Best of 2021

The ultimate selection of more than 500 recommendations from this year.

Welcome, välkommen, bienvenue, bienvenido, καλώς ήρθατε, welkom, bem-vindas, bine ati venit, dobrodošli, selamat datang, benvenuto, velkommen, tervetuloa, maligayang pagdating, स्वागत, herzlich willkommen!

Just in time for this special edition, new readers from 38 different countries all over the globe have joined us. I'm David, your diligent curator. This is the Weekly Filet with the very best to read, watch, listen to from all of 2021. Glad you're here.

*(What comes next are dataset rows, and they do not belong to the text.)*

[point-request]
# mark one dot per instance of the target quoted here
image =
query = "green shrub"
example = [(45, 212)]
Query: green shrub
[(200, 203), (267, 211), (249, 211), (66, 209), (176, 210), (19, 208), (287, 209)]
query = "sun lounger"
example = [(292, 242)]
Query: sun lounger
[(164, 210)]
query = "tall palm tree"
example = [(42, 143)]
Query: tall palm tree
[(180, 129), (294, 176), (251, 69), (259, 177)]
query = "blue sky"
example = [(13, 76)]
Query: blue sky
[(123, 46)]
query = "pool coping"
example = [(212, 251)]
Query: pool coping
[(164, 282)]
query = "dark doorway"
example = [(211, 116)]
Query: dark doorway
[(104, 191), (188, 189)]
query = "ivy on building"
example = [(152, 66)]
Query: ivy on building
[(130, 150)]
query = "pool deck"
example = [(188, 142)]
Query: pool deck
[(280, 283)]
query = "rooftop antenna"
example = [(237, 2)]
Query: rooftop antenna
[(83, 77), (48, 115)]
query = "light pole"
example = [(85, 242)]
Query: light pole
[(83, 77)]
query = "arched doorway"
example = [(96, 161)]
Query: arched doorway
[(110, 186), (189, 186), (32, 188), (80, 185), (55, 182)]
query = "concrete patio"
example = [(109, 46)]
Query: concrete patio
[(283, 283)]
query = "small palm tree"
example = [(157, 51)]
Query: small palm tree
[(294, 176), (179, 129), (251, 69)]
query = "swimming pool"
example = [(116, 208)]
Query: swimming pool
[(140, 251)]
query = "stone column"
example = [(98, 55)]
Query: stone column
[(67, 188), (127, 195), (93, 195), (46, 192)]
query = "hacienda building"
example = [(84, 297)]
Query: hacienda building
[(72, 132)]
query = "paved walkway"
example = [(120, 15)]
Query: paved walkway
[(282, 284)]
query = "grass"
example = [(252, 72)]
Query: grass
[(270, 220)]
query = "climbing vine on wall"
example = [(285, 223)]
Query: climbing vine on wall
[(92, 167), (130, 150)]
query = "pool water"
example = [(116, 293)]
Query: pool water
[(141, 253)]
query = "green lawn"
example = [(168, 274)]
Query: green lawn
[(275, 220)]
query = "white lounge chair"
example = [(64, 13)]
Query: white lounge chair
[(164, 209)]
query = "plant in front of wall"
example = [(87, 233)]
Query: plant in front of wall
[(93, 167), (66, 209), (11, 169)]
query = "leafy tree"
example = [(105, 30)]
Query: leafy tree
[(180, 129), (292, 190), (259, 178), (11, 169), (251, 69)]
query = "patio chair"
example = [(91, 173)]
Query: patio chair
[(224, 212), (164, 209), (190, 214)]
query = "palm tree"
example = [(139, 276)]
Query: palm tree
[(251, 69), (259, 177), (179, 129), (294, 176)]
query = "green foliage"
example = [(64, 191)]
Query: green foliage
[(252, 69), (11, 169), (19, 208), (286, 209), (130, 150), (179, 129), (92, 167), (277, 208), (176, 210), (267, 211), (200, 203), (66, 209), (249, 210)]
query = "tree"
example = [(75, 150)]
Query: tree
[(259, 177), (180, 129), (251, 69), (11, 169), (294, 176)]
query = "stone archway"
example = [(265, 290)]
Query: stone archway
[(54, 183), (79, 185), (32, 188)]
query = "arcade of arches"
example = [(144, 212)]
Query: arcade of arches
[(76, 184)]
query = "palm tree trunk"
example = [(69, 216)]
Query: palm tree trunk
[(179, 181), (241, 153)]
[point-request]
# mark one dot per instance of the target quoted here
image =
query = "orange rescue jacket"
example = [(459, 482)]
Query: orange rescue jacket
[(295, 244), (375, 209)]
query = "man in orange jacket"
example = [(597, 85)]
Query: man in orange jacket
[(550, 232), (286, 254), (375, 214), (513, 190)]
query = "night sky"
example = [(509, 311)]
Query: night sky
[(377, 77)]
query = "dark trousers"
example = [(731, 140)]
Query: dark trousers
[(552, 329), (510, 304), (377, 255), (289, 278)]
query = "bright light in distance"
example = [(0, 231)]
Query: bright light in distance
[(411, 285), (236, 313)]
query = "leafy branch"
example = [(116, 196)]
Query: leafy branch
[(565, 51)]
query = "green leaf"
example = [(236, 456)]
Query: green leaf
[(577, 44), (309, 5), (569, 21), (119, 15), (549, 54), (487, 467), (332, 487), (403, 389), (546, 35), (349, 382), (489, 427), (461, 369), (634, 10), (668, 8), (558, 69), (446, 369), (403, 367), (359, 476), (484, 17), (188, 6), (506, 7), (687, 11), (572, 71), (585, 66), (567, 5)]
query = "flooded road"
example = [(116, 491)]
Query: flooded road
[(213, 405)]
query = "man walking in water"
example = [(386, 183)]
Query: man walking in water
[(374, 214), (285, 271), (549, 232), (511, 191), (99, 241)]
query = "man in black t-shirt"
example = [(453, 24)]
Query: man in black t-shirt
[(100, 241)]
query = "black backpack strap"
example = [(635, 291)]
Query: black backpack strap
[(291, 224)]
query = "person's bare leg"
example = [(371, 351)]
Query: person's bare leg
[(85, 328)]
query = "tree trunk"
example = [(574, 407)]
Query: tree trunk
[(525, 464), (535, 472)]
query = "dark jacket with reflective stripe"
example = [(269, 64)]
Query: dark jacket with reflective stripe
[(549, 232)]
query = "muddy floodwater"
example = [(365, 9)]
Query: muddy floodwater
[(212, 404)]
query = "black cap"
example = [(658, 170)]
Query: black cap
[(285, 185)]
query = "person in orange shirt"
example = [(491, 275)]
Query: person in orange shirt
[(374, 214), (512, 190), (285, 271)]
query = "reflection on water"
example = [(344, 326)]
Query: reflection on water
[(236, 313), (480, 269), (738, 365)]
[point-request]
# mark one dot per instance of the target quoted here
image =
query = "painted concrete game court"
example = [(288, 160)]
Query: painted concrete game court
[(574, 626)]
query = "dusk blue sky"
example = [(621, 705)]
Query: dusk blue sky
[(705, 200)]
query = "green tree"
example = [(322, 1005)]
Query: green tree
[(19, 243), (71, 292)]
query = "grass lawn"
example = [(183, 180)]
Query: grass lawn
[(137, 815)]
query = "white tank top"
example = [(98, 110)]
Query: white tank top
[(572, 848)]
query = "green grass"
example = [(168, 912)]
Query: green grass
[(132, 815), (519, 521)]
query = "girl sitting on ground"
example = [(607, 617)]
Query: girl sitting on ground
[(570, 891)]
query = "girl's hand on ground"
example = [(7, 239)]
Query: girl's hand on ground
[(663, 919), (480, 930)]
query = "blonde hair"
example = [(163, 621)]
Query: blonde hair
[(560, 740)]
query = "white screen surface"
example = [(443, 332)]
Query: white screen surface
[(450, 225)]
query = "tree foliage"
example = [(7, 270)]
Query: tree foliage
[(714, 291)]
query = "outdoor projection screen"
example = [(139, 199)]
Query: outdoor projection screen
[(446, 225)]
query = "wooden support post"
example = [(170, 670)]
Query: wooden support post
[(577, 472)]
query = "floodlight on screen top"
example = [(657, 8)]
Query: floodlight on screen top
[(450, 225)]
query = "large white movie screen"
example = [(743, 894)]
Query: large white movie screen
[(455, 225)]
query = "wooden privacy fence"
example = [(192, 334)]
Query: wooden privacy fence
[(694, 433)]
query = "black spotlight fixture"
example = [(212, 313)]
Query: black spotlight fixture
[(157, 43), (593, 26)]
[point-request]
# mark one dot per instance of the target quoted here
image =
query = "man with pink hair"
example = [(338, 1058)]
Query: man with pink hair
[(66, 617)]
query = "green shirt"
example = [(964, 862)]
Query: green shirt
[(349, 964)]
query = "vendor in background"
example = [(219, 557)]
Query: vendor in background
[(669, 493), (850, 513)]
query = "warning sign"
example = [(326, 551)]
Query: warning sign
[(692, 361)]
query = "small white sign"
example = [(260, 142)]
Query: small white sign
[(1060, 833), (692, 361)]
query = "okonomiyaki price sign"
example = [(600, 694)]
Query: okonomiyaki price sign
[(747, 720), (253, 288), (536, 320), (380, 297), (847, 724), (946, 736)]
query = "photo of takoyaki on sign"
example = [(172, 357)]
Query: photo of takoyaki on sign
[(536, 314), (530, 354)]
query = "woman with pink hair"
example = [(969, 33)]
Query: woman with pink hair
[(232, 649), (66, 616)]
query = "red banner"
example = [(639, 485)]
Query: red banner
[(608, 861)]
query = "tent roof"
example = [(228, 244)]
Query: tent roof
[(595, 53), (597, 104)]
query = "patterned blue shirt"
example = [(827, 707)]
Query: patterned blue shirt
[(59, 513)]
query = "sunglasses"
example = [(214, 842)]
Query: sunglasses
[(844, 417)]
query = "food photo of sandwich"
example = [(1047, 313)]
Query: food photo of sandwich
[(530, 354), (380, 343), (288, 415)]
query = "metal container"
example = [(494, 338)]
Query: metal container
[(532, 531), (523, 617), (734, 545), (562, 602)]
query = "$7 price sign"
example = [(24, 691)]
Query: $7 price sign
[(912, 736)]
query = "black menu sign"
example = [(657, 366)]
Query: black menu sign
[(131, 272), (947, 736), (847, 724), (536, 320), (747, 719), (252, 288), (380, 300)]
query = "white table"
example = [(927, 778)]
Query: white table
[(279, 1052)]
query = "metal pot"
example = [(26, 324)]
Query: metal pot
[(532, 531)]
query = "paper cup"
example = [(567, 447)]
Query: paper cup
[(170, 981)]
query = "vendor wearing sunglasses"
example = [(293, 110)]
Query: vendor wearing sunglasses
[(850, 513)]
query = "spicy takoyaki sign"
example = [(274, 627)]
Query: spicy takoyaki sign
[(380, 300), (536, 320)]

For this issue, I have revisited more than 500 recommendations and instant-gratification links from this year's issues. I painstakingly narrowed them down to a list of twelve pieces that I'd consider quintessentially Filet-y. What does that even mean? When I pick recommendations for the Weekly Filet, I let these questions guide me:

  • Does it help understand a complex, important issue?
  • Does it foster empathy by making you see the world through others' eyes?
  • Does it inspire self-reflection?

I hope you'll enjoy the selection — if you've been a regular reader throughout the year (thank you!), you'll obviously have some déjà-vus. Trust me, all of those pieces are worth your attention a second time.

This has been a special year for me. It's the first with two small kids and if I'd get the chance, I'd probably sleep for 72 hours straight (narrator's voice: he didn't get the chance). Given the circumstances, I'm really happy (and a little bit proud) to have pulled through with the newsletter.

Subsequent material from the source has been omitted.